Le découpage d'image (image matting) est un problème fondamental en vision par ordinateur et possède de nombreuses applications. Les algorithmes précédents présentent de mauvaises performances lorsque l'image comporte des couleurs similaires pour le premier plan et l'arrière-plan ou des textures complexes. Les principales raisons sont que les méthodes antérieures 1) n'utilisent que des caractéristiques de bas niveau et 2) manquent de contexte de haut niveau. Dans cet article, nous proposons un nouvel algorithme basé sur l'apprentissage profond capable de résoudre ces deux problèmes. Notre modèle profond se compose de deux parties. La première partie est un réseau neuronal convolutif encodeur-décodeur profond qui prend en entrée une image et la carte trimap correspondante, et prédit le masque alpha de l'image.

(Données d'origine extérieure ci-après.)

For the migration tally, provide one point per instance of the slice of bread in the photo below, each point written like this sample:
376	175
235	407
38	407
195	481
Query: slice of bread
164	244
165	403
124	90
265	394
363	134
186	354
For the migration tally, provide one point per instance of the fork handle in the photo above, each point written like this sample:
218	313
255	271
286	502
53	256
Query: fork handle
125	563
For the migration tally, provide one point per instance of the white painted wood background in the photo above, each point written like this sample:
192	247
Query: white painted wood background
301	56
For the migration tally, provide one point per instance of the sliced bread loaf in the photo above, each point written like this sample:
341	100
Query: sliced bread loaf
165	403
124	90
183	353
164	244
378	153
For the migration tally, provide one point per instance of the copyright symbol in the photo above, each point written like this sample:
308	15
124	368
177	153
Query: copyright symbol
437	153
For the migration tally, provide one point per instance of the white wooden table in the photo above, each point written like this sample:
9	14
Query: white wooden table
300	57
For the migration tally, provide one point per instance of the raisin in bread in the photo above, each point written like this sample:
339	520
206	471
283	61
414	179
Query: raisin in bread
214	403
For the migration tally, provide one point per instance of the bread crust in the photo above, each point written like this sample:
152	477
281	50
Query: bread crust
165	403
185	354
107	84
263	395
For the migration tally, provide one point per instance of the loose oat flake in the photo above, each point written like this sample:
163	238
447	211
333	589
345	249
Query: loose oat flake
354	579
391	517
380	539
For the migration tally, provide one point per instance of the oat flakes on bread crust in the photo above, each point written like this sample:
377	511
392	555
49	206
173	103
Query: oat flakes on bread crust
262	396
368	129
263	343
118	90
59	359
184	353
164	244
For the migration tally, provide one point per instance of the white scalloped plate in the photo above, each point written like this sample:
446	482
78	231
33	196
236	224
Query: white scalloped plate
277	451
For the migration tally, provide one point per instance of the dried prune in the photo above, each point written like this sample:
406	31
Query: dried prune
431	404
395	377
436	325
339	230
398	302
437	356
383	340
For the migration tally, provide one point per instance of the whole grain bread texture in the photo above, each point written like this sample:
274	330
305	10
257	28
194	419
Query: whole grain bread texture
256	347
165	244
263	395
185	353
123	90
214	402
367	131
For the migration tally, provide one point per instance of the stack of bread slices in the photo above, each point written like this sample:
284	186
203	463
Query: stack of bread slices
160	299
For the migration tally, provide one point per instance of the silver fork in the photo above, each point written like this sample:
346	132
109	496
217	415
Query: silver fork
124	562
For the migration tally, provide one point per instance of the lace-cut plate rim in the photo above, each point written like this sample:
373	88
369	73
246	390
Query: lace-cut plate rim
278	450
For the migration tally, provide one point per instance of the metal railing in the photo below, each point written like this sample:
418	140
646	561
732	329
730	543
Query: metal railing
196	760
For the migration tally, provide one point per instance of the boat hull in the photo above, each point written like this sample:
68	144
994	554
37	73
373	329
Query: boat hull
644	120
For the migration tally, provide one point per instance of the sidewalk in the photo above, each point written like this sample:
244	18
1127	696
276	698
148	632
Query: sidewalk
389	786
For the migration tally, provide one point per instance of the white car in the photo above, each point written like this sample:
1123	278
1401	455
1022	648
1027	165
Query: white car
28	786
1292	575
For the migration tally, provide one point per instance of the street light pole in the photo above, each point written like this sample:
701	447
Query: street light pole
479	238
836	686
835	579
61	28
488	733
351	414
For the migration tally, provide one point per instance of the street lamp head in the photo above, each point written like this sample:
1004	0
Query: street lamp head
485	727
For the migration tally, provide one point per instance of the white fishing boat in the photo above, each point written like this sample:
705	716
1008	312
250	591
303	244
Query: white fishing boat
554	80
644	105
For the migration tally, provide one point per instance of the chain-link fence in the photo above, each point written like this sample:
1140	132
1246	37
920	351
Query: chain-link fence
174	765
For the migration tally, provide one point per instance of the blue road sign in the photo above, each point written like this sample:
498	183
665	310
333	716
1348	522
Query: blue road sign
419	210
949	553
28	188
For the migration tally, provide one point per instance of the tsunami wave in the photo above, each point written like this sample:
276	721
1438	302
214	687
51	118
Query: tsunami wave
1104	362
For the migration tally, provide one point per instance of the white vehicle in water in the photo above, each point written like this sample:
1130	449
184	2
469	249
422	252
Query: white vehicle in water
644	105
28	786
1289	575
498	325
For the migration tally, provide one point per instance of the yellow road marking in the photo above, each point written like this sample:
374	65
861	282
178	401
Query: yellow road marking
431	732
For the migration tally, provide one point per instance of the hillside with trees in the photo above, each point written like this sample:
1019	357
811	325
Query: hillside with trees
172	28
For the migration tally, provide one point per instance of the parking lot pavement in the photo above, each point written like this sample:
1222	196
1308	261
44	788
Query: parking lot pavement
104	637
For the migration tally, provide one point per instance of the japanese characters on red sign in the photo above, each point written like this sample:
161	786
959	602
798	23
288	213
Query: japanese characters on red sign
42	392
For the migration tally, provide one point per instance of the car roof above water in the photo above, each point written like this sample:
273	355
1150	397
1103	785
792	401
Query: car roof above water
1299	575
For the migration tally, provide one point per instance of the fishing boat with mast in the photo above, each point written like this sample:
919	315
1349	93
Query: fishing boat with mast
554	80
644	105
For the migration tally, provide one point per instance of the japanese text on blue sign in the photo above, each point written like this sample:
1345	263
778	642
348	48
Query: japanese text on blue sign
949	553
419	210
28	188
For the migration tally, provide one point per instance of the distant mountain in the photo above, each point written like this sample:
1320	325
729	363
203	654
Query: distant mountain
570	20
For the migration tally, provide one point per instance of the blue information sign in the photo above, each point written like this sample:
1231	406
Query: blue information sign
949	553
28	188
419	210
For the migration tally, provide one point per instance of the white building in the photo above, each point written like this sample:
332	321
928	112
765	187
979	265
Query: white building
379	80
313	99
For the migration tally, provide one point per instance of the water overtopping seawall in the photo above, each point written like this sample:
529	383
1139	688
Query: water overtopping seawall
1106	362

La deuxième partie est un petit réseau neuronal convolutif qui affine les prédictions du masque alpha du premier réseau pour obtenir des valeurs alpha plus précises et des contours plus nets. De plus, nous avons créé un ensemble de données à grande échelle pour le découpage d'image comprenant 49 300 images d'entraînement et 1 000 images de test. Nous évaluons notre algorithme sur le banc d'essai de découpage d'image, notre ensemble de test, ainsi qu'une vaste variété d'images réelles. Les résultats expérimentaux démontrent clairement la supériorité de notre algorithme par rapport aux méthodes précédentes.